REVIEWS COURTESY OF ZXSR

Holiday in Sumaria
by Sam Garforth
Pirate Software Ltd
1987
Crash Issue 46, Nov 1987   page(s) 132

Producer: Pirate Software
Retail Price: £2.99
Author: Sam Garforth

With package holidays in vogue this month (see the review of Players's Supernova...), here's another game with a moral for joyous travellers.

Never, ever, EVER go on a package holiday with Costa Galactic Travel - they'll go bust and leave you on a place like Sumaria.

That's where Sid is stranded - a planet under compulsory purchase and soon to be destroyed. Sidney's only chance of leaving this doomed world is to find the Grail Of Gackara and use it to fire up an ageing matter-transporter. This accumulation of geriatric electronics is hidden in one of Sumaria's castles, but the historic piles are populated by poisonous bats and minotaurs. If our troubled tourist lets them get too close, they nick one of his lives.

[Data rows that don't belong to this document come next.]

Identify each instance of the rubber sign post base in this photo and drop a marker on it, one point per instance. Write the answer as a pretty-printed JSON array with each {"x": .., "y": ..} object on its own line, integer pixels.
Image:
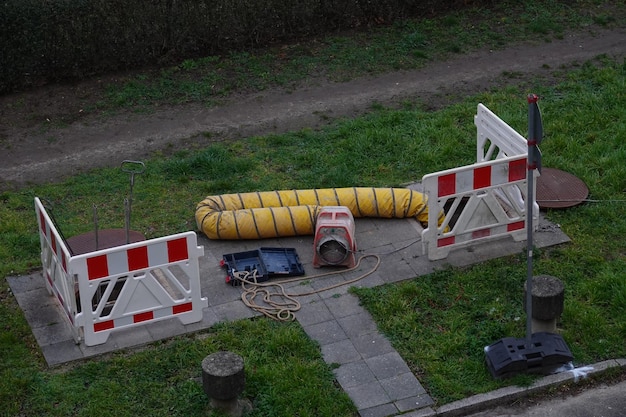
[{"x": 512, "y": 356}]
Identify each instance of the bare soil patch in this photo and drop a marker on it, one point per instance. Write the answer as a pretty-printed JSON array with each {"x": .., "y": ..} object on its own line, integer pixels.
[{"x": 45, "y": 137}]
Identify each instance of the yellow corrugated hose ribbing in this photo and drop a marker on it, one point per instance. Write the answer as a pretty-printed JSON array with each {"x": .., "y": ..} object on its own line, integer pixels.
[{"x": 260, "y": 215}]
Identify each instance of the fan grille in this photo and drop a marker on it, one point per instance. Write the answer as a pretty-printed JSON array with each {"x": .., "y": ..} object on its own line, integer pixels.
[{"x": 333, "y": 251}]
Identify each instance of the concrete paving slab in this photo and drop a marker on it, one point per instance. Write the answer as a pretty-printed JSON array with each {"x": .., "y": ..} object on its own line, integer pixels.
[
  {"x": 371, "y": 344},
  {"x": 388, "y": 365},
  {"x": 372, "y": 373},
  {"x": 402, "y": 386},
  {"x": 368, "y": 395},
  {"x": 354, "y": 373},
  {"x": 341, "y": 352}
]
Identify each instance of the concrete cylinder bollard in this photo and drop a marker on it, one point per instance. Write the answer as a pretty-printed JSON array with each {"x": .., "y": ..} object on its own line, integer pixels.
[
  {"x": 223, "y": 379},
  {"x": 548, "y": 296}
]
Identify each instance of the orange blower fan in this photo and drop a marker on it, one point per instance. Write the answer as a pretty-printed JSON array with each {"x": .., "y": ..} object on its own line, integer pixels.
[{"x": 334, "y": 241}]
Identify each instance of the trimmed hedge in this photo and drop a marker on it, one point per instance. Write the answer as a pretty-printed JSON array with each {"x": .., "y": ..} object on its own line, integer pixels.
[{"x": 44, "y": 41}]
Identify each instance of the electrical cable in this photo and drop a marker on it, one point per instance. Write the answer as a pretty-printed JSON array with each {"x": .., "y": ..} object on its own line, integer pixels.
[{"x": 279, "y": 304}]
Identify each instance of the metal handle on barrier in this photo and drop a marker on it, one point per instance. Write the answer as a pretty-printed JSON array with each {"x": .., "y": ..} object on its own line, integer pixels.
[{"x": 132, "y": 168}]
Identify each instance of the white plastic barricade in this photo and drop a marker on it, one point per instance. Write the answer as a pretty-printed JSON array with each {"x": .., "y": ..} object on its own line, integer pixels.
[
  {"x": 124, "y": 286},
  {"x": 494, "y": 138},
  {"x": 480, "y": 201},
  {"x": 55, "y": 259}
]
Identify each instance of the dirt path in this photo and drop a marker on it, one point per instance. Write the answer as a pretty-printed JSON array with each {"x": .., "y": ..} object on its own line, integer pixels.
[{"x": 30, "y": 154}]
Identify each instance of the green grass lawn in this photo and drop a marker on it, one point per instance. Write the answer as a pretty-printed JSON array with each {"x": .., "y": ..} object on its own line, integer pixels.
[{"x": 439, "y": 323}]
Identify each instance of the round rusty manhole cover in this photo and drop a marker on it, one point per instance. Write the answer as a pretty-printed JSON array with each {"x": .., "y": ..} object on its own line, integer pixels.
[
  {"x": 559, "y": 189},
  {"x": 107, "y": 238}
]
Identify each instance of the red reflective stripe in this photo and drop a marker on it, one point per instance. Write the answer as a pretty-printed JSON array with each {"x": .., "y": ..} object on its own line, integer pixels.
[
  {"x": 177, "y": 250},
  {"x": 138, "y": 318},
  {"x": 42, "y": 220},
  {"x": 182, "y": 308},
  {"x": 53, "y": 242},
  {"x": 514, "y": 226},
  {"x": 482, "y": 177},
  {"x": 480, "y": 233},
  {"x": 137, "y": 258},
  {"x": 446, "y": 184},
  {"x": 103, "y": 325},
  {"x": 97, "y": 267},
  {"x": 517, "y": 170}
]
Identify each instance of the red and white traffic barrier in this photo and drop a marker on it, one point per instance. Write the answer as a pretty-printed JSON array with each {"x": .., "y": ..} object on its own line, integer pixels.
[
  {"x": 128, "y": 285},
  {"x": 484, "y": 200}
]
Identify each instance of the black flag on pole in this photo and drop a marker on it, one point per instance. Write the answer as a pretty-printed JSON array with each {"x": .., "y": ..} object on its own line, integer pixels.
[{"x": 535, "y": 132}]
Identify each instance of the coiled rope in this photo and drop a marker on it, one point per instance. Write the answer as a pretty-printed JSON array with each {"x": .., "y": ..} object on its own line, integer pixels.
[{"x": 280, "y": 305}]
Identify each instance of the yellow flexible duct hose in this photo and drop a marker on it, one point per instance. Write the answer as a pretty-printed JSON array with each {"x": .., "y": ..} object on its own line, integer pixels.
[{"x": 268, "y": 214}]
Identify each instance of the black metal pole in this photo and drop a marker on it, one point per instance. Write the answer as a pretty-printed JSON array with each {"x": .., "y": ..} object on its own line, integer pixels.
[{"x": 532, "y": 165}]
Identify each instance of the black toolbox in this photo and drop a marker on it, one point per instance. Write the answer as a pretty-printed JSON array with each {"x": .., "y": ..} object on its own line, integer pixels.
[{"x": 267, "y": 262}]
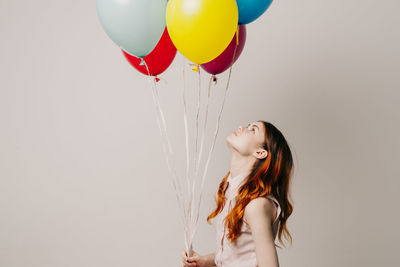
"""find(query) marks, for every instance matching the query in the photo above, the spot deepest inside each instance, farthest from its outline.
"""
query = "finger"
(189, 264)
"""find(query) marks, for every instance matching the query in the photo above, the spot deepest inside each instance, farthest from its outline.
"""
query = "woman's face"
(248, 140)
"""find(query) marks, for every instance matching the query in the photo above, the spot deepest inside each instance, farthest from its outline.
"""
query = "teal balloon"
(250, 10)
(135, 26)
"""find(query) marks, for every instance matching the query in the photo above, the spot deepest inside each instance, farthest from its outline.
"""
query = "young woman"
(252, 200)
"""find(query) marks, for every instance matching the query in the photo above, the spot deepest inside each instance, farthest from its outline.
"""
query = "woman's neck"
(240, 164)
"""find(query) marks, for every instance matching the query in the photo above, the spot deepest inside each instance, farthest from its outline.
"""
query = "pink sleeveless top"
(242, 253)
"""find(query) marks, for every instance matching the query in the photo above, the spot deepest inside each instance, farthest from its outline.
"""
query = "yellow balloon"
(201, 29)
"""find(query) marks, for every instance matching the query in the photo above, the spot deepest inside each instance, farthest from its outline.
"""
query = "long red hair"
(271, 175)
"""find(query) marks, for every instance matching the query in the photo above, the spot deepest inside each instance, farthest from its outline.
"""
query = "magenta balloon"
(224, 60)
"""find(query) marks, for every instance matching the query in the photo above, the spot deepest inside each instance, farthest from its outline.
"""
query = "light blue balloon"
(250, 10)
(135, 26)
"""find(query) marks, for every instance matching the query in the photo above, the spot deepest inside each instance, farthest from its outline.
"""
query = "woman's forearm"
(210, 259)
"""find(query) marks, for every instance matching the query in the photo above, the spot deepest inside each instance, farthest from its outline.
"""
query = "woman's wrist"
(210, 259)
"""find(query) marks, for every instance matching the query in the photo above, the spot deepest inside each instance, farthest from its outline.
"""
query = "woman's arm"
(258, 213)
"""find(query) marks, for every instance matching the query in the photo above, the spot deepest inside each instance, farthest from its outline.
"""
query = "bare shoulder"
(258, 208)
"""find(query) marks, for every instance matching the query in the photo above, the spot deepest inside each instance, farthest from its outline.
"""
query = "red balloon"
(158, 60)
(224, 60)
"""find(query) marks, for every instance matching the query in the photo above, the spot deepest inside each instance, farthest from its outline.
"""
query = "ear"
(260, 153)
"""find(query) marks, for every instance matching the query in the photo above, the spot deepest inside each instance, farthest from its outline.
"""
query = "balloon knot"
(214, 79)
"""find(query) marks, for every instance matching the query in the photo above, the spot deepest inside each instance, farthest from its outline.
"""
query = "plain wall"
(83, 178)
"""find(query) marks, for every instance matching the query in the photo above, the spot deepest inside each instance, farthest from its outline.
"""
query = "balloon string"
(187, 234)
(196, 146)
(164, 135)
(216, 131)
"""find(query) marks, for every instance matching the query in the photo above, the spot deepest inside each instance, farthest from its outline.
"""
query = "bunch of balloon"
(138, 28)
(209, 33)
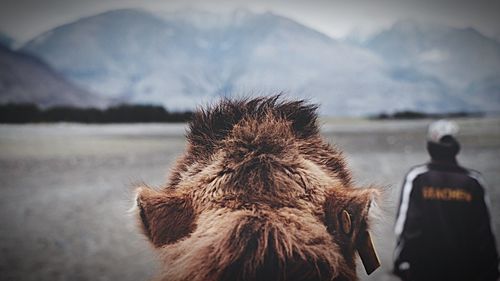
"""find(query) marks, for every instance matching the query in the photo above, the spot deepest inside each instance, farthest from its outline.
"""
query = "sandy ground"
(66, 189)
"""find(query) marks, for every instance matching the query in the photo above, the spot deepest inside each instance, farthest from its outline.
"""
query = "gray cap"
(441, 128)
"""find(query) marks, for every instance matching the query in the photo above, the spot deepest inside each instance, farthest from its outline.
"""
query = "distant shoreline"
(28, 113)
(125, 113)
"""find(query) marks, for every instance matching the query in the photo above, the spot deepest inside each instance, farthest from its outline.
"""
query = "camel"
(258, 195)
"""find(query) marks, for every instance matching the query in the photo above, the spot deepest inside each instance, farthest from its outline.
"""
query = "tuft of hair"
(210, 126)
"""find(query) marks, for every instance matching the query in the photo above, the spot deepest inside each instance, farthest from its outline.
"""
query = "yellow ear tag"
(345, 219)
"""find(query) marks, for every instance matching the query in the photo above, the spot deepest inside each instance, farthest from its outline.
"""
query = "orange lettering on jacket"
(446, 194)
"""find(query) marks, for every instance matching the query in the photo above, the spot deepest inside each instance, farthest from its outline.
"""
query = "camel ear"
(165, 216)
(346, 213)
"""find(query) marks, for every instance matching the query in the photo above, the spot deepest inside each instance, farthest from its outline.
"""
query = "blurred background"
(94, 96)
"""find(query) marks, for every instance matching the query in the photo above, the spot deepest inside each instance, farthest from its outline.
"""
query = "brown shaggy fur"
(256, 196)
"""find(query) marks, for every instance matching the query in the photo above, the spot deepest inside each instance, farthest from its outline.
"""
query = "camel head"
(258, 195)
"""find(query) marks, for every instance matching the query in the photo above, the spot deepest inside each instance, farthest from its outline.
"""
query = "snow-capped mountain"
(183, 59)
(24, 78)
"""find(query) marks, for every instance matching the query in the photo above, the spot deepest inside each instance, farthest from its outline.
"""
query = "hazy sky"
(24, 19)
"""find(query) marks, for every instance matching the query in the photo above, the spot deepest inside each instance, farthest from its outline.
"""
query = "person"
(443, 225)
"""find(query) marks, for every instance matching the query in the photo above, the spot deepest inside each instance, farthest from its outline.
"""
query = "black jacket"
(443, 225)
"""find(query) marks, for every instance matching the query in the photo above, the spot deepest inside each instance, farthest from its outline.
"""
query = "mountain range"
(181, 60)
(27, 79)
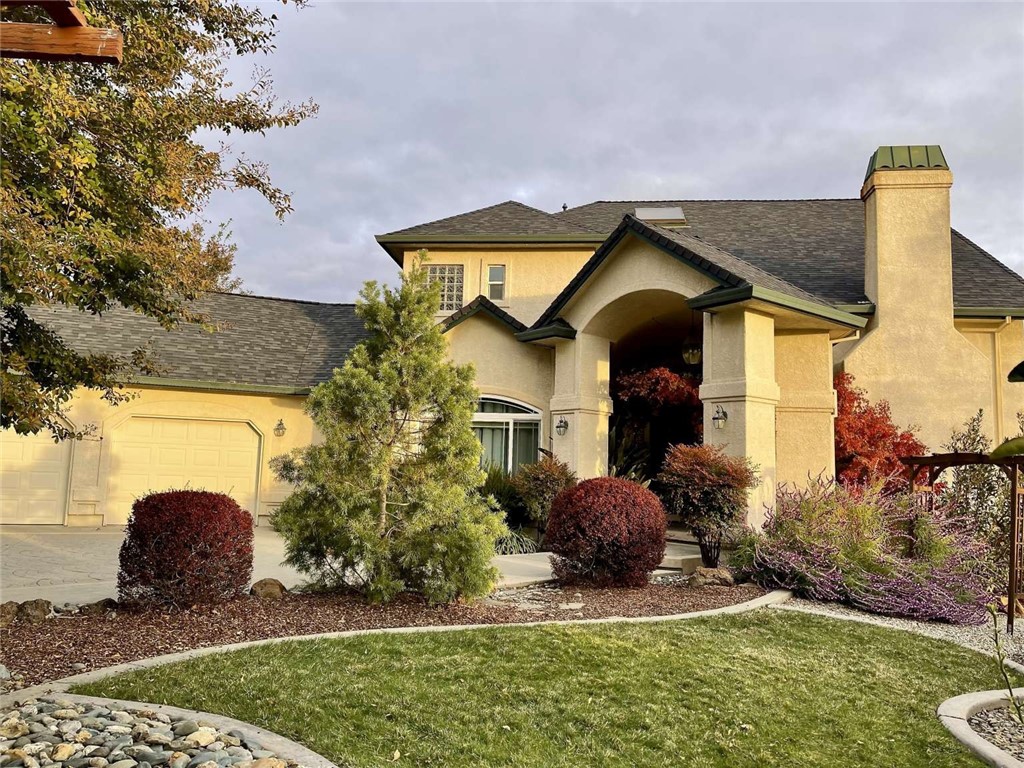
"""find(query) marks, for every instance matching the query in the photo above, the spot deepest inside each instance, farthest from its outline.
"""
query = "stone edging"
(64, 684)
(281, 747)
(953, 714)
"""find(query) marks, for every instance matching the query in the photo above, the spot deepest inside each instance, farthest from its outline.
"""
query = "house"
(762, 300)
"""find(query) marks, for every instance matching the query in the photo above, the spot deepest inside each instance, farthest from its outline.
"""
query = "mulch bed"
(69, 645)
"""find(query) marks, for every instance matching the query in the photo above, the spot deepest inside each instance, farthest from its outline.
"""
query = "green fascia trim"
(866, 308)
(216, 386)
(906, 158)
(988, 311)
(473, 312)
(748, 292)
(547, 332)
(425, 239)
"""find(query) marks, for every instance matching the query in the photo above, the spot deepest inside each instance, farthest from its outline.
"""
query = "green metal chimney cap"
(909, 158)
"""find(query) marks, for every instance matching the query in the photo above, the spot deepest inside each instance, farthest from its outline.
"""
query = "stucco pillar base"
(585, 444)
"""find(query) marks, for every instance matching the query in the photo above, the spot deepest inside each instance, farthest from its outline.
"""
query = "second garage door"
(153, 454)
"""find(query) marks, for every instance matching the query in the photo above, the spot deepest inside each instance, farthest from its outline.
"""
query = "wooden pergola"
(933, 466)
(70, 38)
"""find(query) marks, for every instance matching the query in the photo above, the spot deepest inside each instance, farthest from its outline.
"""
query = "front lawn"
(770, 688)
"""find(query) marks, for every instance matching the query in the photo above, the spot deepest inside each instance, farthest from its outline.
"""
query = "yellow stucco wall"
(90, 461)
(534, 275)
(911, 353)
(505, 368)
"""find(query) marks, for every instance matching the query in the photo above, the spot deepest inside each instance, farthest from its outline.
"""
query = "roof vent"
(672, 218)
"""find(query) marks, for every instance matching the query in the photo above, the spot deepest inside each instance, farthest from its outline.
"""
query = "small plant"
(708, 491)
(515, 543)
(606, 531)
(870, 550)
(1000, 657)
(185, 547)
(499, 485)
(539, 483)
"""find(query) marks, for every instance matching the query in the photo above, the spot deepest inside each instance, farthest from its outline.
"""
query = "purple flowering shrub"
(882, 553)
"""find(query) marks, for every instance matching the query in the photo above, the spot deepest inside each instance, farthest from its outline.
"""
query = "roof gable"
(721, 266)
(483, 304)
(816, 245)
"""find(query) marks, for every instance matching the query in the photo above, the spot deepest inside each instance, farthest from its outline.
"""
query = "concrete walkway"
(79, 565)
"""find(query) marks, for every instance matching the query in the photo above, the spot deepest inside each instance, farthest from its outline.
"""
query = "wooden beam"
(64, 12)
(43, 42)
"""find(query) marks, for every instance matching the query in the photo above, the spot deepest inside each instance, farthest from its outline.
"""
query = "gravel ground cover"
(54, 732)
(66, 645)
(1001, 729)
(978, 637)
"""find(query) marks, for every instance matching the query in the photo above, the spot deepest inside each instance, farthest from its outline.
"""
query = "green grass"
(768, 689)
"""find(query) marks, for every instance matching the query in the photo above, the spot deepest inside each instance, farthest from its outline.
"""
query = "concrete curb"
(59, 686)
(283, 748)
(953, 714)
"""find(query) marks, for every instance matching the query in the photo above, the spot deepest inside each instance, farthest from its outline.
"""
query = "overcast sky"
(432, 110)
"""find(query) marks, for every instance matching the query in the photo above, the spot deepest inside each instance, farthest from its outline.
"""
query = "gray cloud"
(427, 111)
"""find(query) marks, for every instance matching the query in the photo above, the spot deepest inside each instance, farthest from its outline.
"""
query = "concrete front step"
(684, 557)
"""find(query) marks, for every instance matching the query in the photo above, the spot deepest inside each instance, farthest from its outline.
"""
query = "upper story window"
(451, 279)
(496, 282)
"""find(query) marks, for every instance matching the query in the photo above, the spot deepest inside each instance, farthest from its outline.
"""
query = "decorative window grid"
(451, 279)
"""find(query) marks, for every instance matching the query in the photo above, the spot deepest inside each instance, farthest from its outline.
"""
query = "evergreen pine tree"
(389, 501)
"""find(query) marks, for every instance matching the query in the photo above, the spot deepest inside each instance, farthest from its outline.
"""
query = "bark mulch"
(70, 644)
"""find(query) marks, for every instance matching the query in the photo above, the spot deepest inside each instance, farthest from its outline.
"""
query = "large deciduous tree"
(389, 501)
(103, 182)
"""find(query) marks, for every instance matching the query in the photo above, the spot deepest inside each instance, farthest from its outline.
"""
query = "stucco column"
(806, 413)
(739, 377)
(581, 396)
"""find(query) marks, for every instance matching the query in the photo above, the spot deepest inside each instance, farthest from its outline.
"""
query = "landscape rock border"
(953, 714)
(283, 748)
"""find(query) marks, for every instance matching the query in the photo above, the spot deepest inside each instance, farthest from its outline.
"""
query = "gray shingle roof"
(509, 218)
(816, 245)
(722, 266)
(261, 341)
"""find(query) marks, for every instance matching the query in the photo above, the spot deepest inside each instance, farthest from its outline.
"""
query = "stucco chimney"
(907, 261)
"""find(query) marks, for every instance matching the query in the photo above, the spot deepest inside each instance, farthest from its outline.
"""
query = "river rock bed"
(998, 727)
(55, 732)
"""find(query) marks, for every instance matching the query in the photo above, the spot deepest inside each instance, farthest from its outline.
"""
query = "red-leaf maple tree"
(868, 443)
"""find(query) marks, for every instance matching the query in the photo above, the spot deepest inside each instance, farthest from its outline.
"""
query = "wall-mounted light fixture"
(720, 417)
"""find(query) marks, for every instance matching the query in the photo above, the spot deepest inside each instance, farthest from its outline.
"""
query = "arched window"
(509, 431)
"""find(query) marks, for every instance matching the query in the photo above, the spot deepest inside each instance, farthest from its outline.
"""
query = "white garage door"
(33, 478)
(151, 454)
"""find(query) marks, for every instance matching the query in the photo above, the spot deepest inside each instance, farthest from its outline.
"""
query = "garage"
(150, 454)
(34, 473)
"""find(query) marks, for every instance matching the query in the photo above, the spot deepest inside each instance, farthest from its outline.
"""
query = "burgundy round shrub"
(607, 531)
(185, 547)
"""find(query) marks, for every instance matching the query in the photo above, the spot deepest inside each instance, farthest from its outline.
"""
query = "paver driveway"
(81, 564)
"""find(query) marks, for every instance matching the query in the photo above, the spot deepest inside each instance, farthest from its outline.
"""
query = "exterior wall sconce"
(720, 417)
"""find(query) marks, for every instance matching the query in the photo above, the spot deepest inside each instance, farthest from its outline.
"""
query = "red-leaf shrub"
(708, 491)
(606, 531)
(185, 547)
(657, 388)
(868, 444)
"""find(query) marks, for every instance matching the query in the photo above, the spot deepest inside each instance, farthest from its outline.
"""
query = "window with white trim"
(450, 276)
(509, 431)
(496, 282)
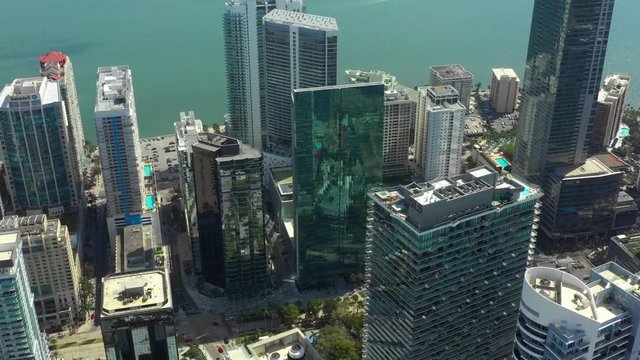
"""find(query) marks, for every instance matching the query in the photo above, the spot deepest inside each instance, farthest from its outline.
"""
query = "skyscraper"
(244, 53)
(337, 160)
(37, 147)
(445, 261)
(399, 119)
(20, 336)
(566, 54)
(51, 267)
(57, 67)
(119, 141)
(439, 131)
(228, 187)
(609, 110)
(563, 318)
(301, 51)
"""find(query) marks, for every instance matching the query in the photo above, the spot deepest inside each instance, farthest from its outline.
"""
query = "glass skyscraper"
(566, 55)
(337, 160)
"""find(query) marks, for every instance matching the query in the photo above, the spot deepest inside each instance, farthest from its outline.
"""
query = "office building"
(137, 316)
(504, 90)
(439, 131)
(579, 205)
(563, 318)
(456, 76)
(337, 160)
(399, 118)
(20, 336)
(36, 147)
(445, 261)
(228, 187)
(567, 47)
(609, 111)
(119, 142)
(301, 51)
(52, 269)
(244, 55)
(57, 67)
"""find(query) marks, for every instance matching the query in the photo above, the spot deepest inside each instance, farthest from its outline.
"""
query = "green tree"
(334, 343)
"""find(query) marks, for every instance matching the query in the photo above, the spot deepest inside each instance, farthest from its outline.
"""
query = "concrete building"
(445, 261)
(52, 269)
(301, 51)
(504, 90)
(456, 76)
(244, 55)
(439, 132)
(37, 146)
(563, 318)
(228, 187)
(399, 118)
(609, 110)
(20, 336)
(137, 316)
(119, 142)
(57, 67)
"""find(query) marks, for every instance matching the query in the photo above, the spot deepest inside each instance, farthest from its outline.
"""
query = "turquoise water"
(175, 46)
(147, 171)
(150, 201)
(502, 162)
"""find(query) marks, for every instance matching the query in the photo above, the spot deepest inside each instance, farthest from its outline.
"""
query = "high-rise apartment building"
(399, 116)
(455, 75)
(244, 53)
(564, 64)
(504, 90)
(228, 188)
(439, 131)
(563, 318)
(37, 146)
(52, 270)
(119, 141)
(57, 67)
(20, 336)
(609, 110)
(337, 160)
(301, 51)
(445, 261)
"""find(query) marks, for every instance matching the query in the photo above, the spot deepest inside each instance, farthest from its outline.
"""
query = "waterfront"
(175, 46)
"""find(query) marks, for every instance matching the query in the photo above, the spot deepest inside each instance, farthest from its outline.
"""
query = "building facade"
(439, 133)
(445, 261)
(337, 160)
(20, 336)
(51, 267)
(563, 318)
(118, 141)
(244, 55)
(609, 111)
(228, 188)
(567, 48)
(301, 51)
(504, 90)
(37, 147)
(456, 76)
(399, 118)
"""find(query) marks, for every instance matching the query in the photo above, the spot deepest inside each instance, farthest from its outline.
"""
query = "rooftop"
(295, 18)
(138, 291)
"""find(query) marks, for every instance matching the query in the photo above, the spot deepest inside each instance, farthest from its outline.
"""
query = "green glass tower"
(337, 160)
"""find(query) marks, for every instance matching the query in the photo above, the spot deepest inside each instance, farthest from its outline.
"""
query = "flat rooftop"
(300, 19)
(137, 291)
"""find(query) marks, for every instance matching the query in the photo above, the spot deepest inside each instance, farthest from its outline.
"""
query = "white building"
(20, 336)
(439, 131)
(504, 90)
(563, 318)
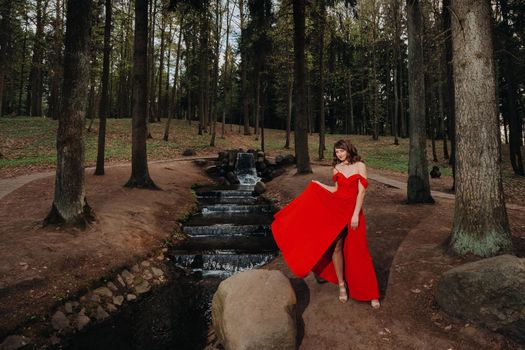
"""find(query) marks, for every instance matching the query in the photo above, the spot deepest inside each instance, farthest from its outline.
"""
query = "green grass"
(26, 142)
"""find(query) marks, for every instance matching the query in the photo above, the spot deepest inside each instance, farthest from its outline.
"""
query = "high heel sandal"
(343, 298)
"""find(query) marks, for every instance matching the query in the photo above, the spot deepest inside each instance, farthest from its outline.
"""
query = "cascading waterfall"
(245, 169)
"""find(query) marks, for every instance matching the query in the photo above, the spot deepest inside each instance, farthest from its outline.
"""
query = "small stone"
(142, 287)
(112, 286)
(101, 313)
(147, 275)
(68, 307)
(81, 321)
(59, 321)
(14, 342)
(95, 298)
(157, 272)
(128, 277)
(118, 300)
(103, 292)
(121, 281)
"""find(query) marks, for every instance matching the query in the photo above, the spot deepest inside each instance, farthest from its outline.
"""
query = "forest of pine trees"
(421, 69)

Sid's sole chance of Grail-grabbing is by making like a Blue Peter presenter and using objects he finds as he shuffles and jumps through the obstacle-ridden castle rooms. Only one item can be carried at a time, but this could give vital information about nearby monsters, or provide protection. A sword kills attackers, the cloak frightens them away, dropping a clock freezes time, and teleporters transport Sid to other sections of the Sumarian kingdom.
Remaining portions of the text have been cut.